Though a proverbial dark cloud was hovering during the speech, the preparation and advocacy that the industry has taken has given Dombi and other leaders hope as the final rule nears.

“The CMS administrator has probably had conversations ad nauseam at this point with members of Congress, with us and with many others,” Dombi said. “We are on the edge of our seats waiting to see what happens. If we give a blind prognosis, the prognosis is that we think we’re in the game. We have a meeting scheduled as late as Thursday of this week with the director of the Office of Management and Budget. They wouldn’t give us that meeting if they didn’t want to hear again what we had to say.”
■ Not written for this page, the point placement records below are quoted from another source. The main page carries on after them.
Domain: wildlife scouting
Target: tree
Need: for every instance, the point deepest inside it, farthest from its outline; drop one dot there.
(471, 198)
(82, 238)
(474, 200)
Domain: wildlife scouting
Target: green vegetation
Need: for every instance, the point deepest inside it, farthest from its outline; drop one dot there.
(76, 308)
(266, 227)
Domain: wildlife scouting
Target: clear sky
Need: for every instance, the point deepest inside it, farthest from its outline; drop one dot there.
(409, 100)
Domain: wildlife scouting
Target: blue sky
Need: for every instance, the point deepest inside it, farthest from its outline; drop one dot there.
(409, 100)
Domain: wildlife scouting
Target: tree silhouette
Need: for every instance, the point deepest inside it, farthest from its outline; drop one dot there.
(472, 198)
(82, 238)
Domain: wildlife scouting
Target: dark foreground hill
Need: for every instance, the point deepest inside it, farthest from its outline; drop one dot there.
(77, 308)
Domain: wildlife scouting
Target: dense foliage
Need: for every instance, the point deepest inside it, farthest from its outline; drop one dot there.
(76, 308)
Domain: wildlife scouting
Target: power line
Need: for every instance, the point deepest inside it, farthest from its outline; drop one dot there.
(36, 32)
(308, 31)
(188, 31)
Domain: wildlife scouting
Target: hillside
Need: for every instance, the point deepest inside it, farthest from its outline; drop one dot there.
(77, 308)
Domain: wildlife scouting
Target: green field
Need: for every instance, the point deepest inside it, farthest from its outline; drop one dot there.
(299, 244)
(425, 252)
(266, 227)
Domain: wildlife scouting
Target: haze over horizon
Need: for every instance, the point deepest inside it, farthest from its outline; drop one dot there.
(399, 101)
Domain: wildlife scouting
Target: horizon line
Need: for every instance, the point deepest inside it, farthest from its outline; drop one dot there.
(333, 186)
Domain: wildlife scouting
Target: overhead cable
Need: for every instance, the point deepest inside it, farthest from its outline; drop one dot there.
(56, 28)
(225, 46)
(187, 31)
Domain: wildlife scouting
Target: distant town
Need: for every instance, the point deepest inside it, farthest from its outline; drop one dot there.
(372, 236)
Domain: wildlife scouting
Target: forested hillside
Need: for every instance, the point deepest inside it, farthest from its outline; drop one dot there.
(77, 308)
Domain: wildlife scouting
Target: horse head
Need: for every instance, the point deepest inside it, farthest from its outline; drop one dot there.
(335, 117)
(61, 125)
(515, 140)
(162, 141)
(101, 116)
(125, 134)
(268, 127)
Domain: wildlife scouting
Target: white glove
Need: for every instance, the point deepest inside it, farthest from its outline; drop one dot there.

The aforementioned legal battle would come after a negative final rule was finalized and possibly even after those rates become implemented in 2023.

Given recent success from hospitals on fighting a rate cut in court – along with other general legal trends in the U.S. – home health leaders are right to think they would have a strong case against CMS and the U.S. Department of Health and Human Services.

“We always look at litigation as a last resort,” Dombi said. “At the moment, we have thoroughly prepared the legal arguments presented both on the regulatory front and to Congress along the way, and we will do everything we can to protect your interest. The one thing I believe this advocacy staff does as well as anybody, if not better than anybody else, is they don’t give up — and you don’t give up either. So we look forward to teaming with you to the extent that we need to on a going-forward basis.”